Whether sales rebound will ultimately depend on the label's fickle core of customers--8- to 12-year-old boys and girls and 16- to 24-year-old young adults--and presumably their parents.

"I think the label is still valid and the quality is good," says Meg Rottman, a Whittier mother who recently bought B.U.M. clothing for her 8-year-old boy. "It's stylish, it makes him look like he knows what's happening fashionwise and it's not that huge, oversized stuff the school will no longer let the kids wear."

"It's still pretty cool stuff," adds 14-year-old Carlos Juarez, who was recently spotted cruising the Plaza Pasadena in a yellow B.U.M. sweat shirt and denim cut-offs. "It's not real trendy. It's just cool, comfortable. I like to wear this when I ride my skateboard."

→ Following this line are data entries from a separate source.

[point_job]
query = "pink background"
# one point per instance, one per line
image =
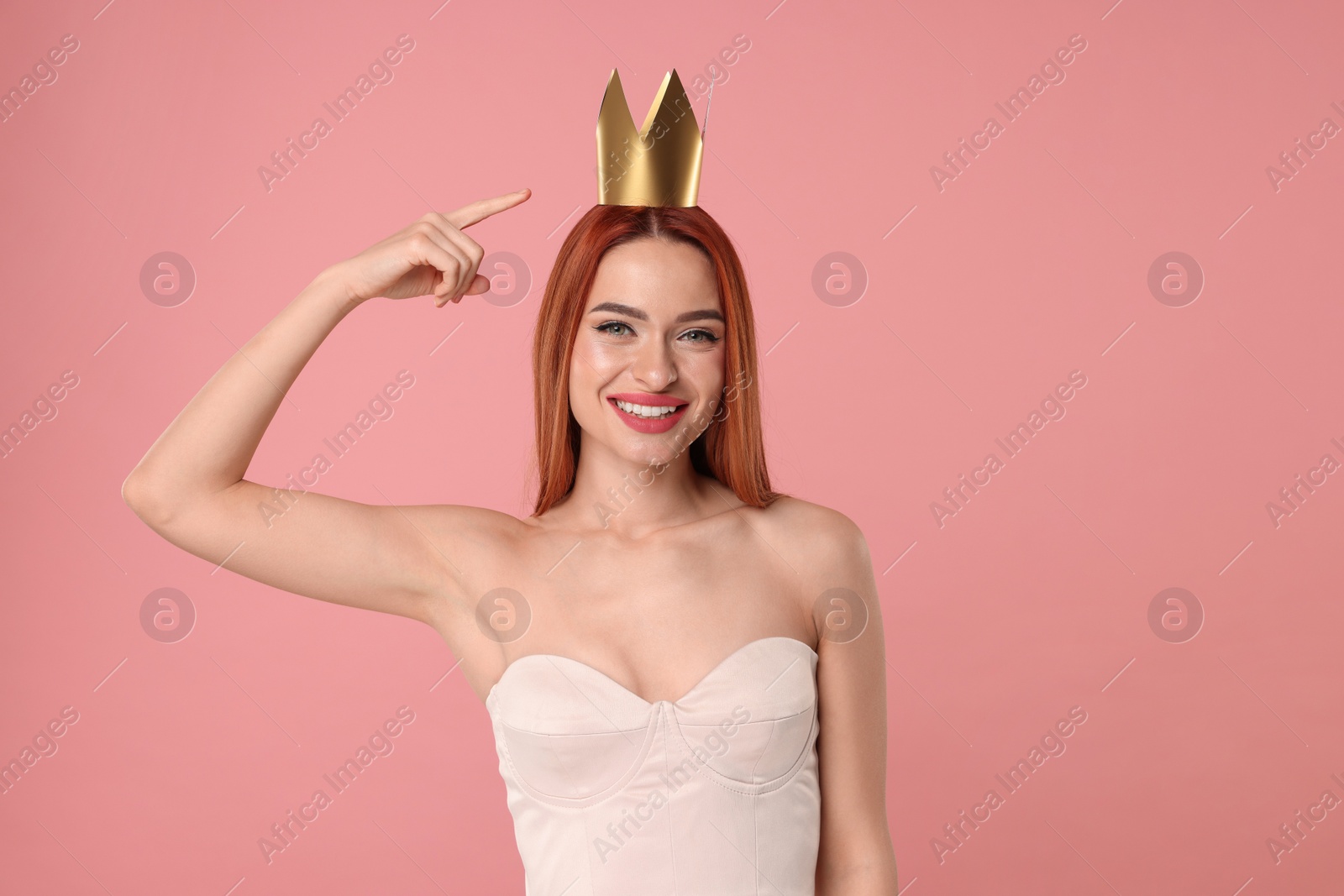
(1032, 264)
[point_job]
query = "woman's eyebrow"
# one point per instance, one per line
(629, 311)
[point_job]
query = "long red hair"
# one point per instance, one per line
(730, 449)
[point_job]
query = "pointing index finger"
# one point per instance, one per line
(480, 210)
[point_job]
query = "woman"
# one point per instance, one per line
(685, 669)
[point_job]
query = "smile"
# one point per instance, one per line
(648, 418)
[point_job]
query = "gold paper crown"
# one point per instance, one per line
(659, 164)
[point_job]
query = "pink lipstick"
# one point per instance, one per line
(645, 410)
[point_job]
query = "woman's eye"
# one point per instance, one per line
(705, 336)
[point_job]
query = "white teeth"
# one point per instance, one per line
(642, 410)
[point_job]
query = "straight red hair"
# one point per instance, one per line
(730, 449)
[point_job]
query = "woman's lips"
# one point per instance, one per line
(648, 423)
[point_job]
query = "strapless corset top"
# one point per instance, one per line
(712, 793)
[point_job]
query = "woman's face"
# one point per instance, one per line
(647, 371)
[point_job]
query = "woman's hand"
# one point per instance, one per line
(430, 255)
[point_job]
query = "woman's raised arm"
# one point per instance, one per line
(190, 485)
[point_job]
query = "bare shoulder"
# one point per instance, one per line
(827, 543)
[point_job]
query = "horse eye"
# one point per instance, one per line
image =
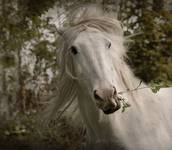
(74, 50)
(109, 45)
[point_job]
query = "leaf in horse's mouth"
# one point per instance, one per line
(124, 102)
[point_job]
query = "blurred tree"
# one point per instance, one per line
(151, 53)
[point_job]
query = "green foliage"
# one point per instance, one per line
(7, 61)
(151, 53)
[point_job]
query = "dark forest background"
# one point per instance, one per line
(28, 62)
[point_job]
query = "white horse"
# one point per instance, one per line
(92, 72)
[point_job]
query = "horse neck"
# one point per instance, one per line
(98, 125)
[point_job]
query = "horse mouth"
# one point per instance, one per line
(110, 106)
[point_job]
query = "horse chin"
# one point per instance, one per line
(110, 110)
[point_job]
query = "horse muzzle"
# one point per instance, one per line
(106, 100)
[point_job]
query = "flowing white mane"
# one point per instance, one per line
(140, 122)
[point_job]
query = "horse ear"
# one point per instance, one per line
(60, 31)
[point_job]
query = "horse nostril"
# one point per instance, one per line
(115, 91)
(96, 96)
(108, 111)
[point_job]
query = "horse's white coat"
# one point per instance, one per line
(146, 125)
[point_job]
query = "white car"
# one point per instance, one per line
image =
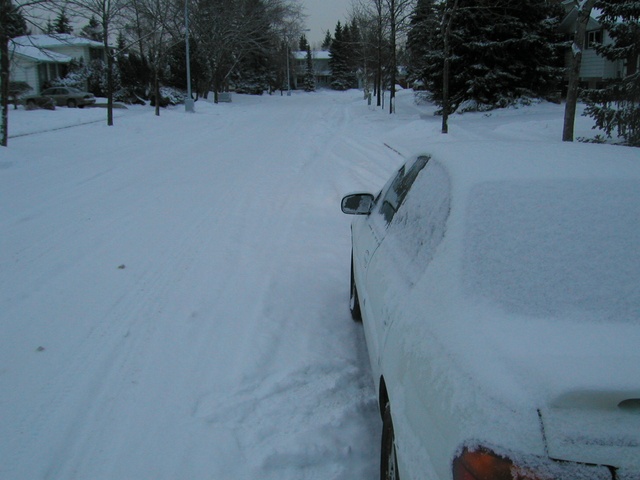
(499, 289)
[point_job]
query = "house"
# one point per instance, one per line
(38, 59)
(321, 69)
(594, 69)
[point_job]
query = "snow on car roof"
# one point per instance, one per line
(539, 257)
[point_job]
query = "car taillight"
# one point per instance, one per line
(483, 464)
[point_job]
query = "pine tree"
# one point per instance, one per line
(500, 52)
(423, 28)
(303, 45)
(617, 106)
(62, 23)
(309, 75)
(92, 30)
(326, 43)
(338, 61)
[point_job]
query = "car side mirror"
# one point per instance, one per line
(357, 204)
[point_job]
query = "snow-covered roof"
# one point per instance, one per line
(57, 40)
(38, 54)
(315, 54)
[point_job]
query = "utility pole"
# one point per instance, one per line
(188, 102)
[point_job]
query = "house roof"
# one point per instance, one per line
(56, 40)
(38, 48)
(316, 54)
(36, 54)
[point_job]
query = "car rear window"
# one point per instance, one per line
(556, 247)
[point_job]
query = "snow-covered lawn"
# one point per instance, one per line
(174, 289)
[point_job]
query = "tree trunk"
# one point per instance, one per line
(105, 32)
(574, 71)
(447, 21)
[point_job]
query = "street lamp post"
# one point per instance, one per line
(288, 72)
(188, 102)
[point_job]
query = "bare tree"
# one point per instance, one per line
(450, 9)
(107, 12)
(375, 28)
(399, 13)
(584, 13)
(158, 25)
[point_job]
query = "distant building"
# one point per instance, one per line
(321, 70)
(595, 69)
(39, 59)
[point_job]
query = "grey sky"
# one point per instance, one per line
(322, 15)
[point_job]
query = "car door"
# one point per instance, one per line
(385, 208)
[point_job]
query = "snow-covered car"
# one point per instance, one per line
(499, 289)
(63, 96)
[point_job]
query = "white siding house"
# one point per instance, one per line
(37, 59)
(594, 69)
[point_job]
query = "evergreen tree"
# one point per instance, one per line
(92, 30)
(62, 23)
(617, 106)
(421, 39)
(253, 73)
(303, 45)
(500, 52)
(326, 43)
(309, 74)
(338, 61)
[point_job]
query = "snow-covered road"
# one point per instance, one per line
(174, 295)
(174, 289)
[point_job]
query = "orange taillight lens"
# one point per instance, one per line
(483, 464)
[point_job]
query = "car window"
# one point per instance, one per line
(396, 192)
(419, 225)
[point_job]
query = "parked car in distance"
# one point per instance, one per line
(63, 96)
(34, 102)
(499, 290)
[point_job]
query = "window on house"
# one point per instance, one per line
(593, 38)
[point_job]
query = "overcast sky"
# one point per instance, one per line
(322, 15)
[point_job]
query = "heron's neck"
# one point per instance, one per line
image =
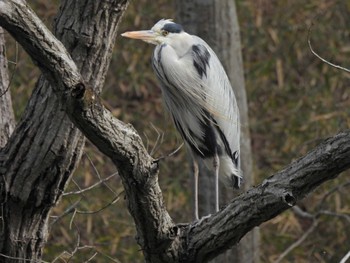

For now, department stores remain enthusiastic as well. "The success we have with B.U.M. is enormous," says William Podany, executive vice president of merchandising for Carter Hawley Hale, parent company of the Broadway, where B.U.M. hangs in the young men's and junior departments. "We became their largest account sometime last year, when we were selling thousands of units of basic fleece crew necks weekly."

Podany says that when sales of basic items--T-shirts, shorts, sweat shirts--fell off, retailers began asking B.U.M. executives to add trendier items. "Today, it's more of a (complete) look than it is a (single) item business for us."